Armando se deja llevar, no encuentra malicia en las palabras del muchacho, compra la botella de licor y baja por unas escaleras estrechas, toca la puerta y espera escoltado por el niño. Un hombre de piel oscura aparece detras de la puerta, es delgado hasta los huesos, lo cubre una vieja franela, jeans gastados de color azul y calza unas sandalias destruidas. Armando le entrega la botella en silencio y el hombre los deja entrar. En la humilde sala falta de todo y sobran instrumentos. Armando reconoce extrañado un charango, un bombo, una maraca de percusión, un bongó doble, una flauta dulce, un cuatro, varias guitarras, un bajo enorme y muchos más. El silencio se mantiene, se sientan en sillas destartaladas, el hombre bebe directamente de la botella y Armando finalmente habla.

 

-Mi amigo Héctor dice: que tú eres el único que puedes ponerle música a esta letra, inmediatamente le entrega un papel manuscrito.


El hombre lee y pregunta.


-¿Qué voz canta?


-Es voz de mujer, de bolero, de despecho, de adioses, de noches regadas con abundante ron y la garganta atormentada con el humo de innumerables cigarrillos. La letra está escrita para esa voz que me desvela desde el momento en que la oí.  

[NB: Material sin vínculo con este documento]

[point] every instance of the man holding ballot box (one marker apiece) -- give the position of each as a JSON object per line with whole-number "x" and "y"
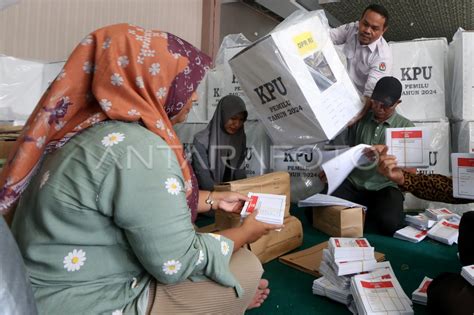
{"x": 366, "y": 186}
{"x": 368, "y": 55}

-La letra no es de bolero.


-Esa es precisamente la dificultad.


-Tengo que oír el tono de esa voz para ajustar la melodía, tráela mañana.


El hombre mira el miedo en los ojos desorbitados de Armando, la duda de exponer a la cantante a un riesgo innecesario y a manera de explicación, con la clara intención de tranquilizarlo, luego de beber de la botella un trago largo, comenta.


-Los instrumentos no me pertenecen, son del barrio, un día los dejan y luego aparece alguien, seguramente el mismo que lo dejó en la puerta, que quiere aprender a tocarlo y yo le enseño, soy prisionero de los acordes.


-Hace mucho tiempo yo inicié un viaje sin retorno, me abandoné a los demonios, estoy entregado a la música y de aquí no salgo. Tienes que traer a la intérprete.


Al salir de la casa del tío Armonía, Armando pregunta al niño.


-¿Puedes esperarme mañana en la entrada del barrio? No quiero perderme de nuevo.


- ¿Cuánto hay pa  eso? Contestó el muchacho.


- Lo que pidas. Dice Armando. 


Y se entrega sin ninguna resistencia al son que le toca el Tío Armonía.